また、過去にPWJが支援した学校からもうれしい報告が来ています。PWJが各校において整備した施設は、あくまで仮設であり、必要最低限のものに留めています。これは、PWJのハイチにおける支援が緊急支援であり、学校再開後は、各校がそれぞれの力で施設等を徐々に改善してほしいという考えに基づいています。そのため、キャパシティ・ビルディングのためのワークショップでは、学校の問題を自ら発見するだけでなく、その原因分析方法の伝授、そして、学校の5カ年計画を立てるところまで行います。このワークショップが功を奏し、過去の支援校を訪れると、学校が主体となった様々な改善が実施されています。例えば、生徒の安全のために校門を追加で作ったり、日差しによっては暗くなってしまう教室に電灯を設置したり、職員室のドアを二重にして強化したり、国旗掲揚用の柱を設置したりと、小さなところから、各校でできることを工夫して取り組んでいることが分かります。

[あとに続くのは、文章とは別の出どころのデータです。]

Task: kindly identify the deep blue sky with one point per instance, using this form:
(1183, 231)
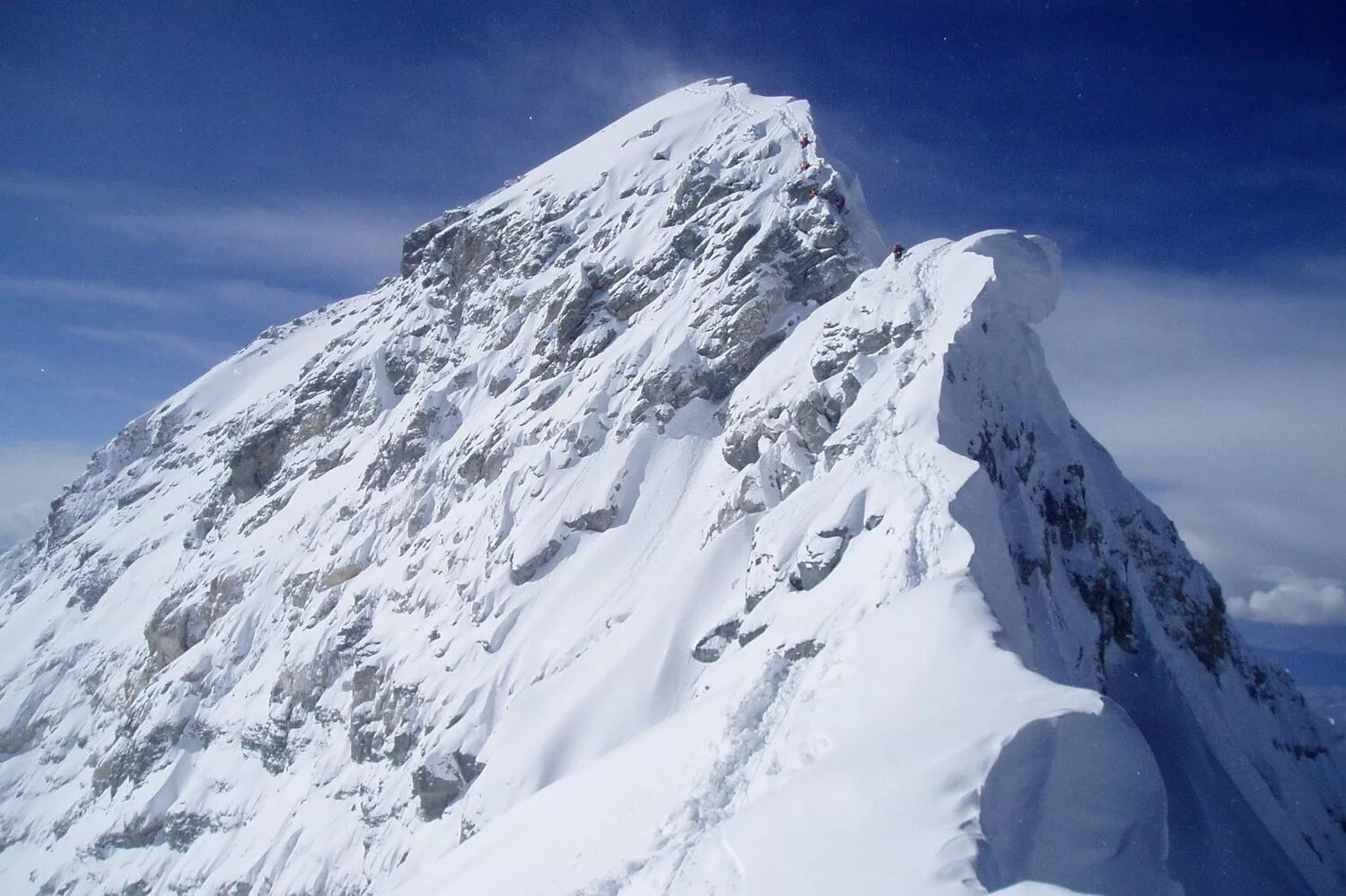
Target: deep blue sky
(1193, 136)
(174, 178)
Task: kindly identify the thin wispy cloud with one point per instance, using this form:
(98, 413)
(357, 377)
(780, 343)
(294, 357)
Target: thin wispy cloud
(1294, 599)
(304, 237)
(31, 475)
(156, 341)
(67, 290)
(352, 236)
(240, 295)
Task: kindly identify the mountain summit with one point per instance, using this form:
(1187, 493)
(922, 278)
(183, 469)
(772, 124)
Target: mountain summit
(653, 532)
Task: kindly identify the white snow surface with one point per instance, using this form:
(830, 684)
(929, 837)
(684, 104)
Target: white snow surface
(648, 535)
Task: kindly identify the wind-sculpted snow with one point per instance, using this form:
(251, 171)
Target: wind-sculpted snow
(646, 535)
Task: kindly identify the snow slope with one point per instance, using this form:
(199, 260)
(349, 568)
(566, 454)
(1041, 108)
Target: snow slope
(648, 535)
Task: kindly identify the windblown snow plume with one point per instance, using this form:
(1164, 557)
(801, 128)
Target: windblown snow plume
(653, 532)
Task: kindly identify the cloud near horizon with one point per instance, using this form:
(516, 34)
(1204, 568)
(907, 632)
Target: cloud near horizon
(1294, 599)
(1219, 400)
(31, 475)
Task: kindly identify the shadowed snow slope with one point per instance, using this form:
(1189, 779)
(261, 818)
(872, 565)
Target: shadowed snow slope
(648, 535)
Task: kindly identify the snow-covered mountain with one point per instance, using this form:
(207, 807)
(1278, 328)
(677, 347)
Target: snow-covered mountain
(653, 532)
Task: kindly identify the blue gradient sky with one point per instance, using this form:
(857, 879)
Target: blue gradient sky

(上)Michel de Montaigne校で電灯を設置した教室、
(下)Ideal Plus校では校門を追加(C)PWJ
このように、PWJが支援した各校は、学校当事者の手によりその後もさらに発展し続けていることが確認できたことは、PWJスタッフが各校関係者と協力してきた成果と考えており、現在整備を進めている学校についても、これまでの教訓を活かして事業を進めていきます。
*本事業は、ジャパン・プラットフォームによる資金や寄付金などにより、実施しています。